The Durban container terminal is continuing to suffer severe congestion, especially among trucks loading and offloading containers.
Port authorities said the queues of vehicles collecting containers were “enormous” and that “this will impact on deliveries to clients and will extend – total transit times for import cargoes”.
They said Portnet had last week asked trucking companies not to send any further vehicles to the harbour.
The port has been hit by delays since the introduction of new cargo handling software in late March. Things had improved, but the port authorities were unable to explain the causes of the latest delays.
The terminal handles 67.4 percent of all containers moved through South African ports, and in the past shipping companies have warned that they were looking for alternatives to slow and expensive Durban.
Truck drivers have personally borne the brunt of the latest delays. Security regulations forbid drivers from leaving the terminal until their trucks are loaded or offloaded, and during that time they have to share one portable toilet among up to 300 drivers.
“It is a sad issue that so many people are parked at the terminal and there are no facilities provided for them,” said transport operator Basil Moodley.

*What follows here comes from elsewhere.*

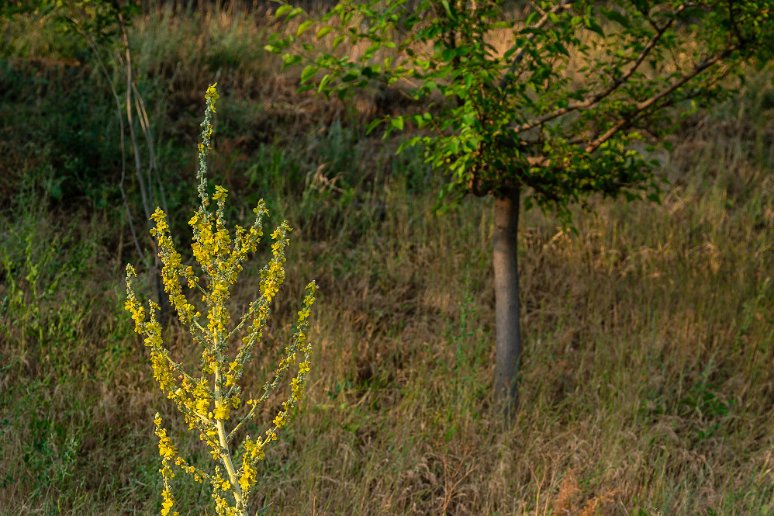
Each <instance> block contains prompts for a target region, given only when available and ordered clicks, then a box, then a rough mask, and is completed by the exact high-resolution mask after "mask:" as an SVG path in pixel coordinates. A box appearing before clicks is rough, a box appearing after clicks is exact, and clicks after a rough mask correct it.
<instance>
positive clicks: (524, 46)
mask: <svg viewBox="0 0 774 516" xmlns="http://www.w3.org/2000/svg"><path fill="white" fill-rule="evenodd" d="M572 2H573V0H562V1H561V2H559V3H558V4H556V5H555V6H553V7H552V8H551V10H549V11H545V12H543V16H541V17H540V19H539V20H538V21H537V22H536V23H535V25H533V26H532V27H530V29H532V30H533V31H534V32H530V33H529V34H528V35H527V41H526V42H525V45H522V46H521V47H520V48H519V49H518V50H516V54H515V55H514V56H513V61H511V66H510V68H508V71H507V72H506V73H505V75H503V78H502V80H501V81H500V89H505V88H507V87H508V86H509V85H510V84H511V83H512V82H513V80H514V78H515V76H516V75H515V74H516V67H517V66H519V63H521V61H522V59H524V53H525V52H526V43H529V42H530V41H532V40H533V39H535V34H537V29H541V28H542V27H543V26H544V25H545V24H546V23H547V22H548V20H549V19H550V18H551V15H553V14H556V13H558V12H559V11H563V10H565V9H569V8H570V7H571V4H572Z"/></svg>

“In the end the drivers have to relieve themselves on the side of their trucks, and this is unhygienic. If port authorities are going to put emphasis on regulations, then they also need to deliver on services.”
Sean Pillay, owner of trucking company Pilsons Transport, said for the past three weeks drivers had been stuck in the terminal for up to 12 hours. “There can be up to 300 drivers in there, and with only one toilet, there ends up being urine everywhere,” he said.
“There is also no place to get food, apart from a few vendors selling chips.”
Pillay said he had complained to port authorities about the lack of facilities, but was told that the drivers needed to “wait their turn” to use the toilet. “This is the biggest port in Africa, and yet they treat us like dirt,” he said.
Lulamile Mtetweni, a Transnet land manager, said there were toilets at the terminal, but it was not intended for the drivers to be there that long. “They should be out of there in 20 minutes,” he said. “We also don’t have a shop for food, because we are not a shopping centre.”
South African shipping correspondent, Terry Hutson, agreed with the truck drivers and said there needed to be more facilities in the area.
“There is a truck stop on the way to the terminal, but when a driver is stuck for hours and needs to use the toilet, then he’s going to have a problem,” he said.
“Drivers are permitted to leave the terminal, but often congestion prevents them from doing so. The terminal needs to have proper facilities.”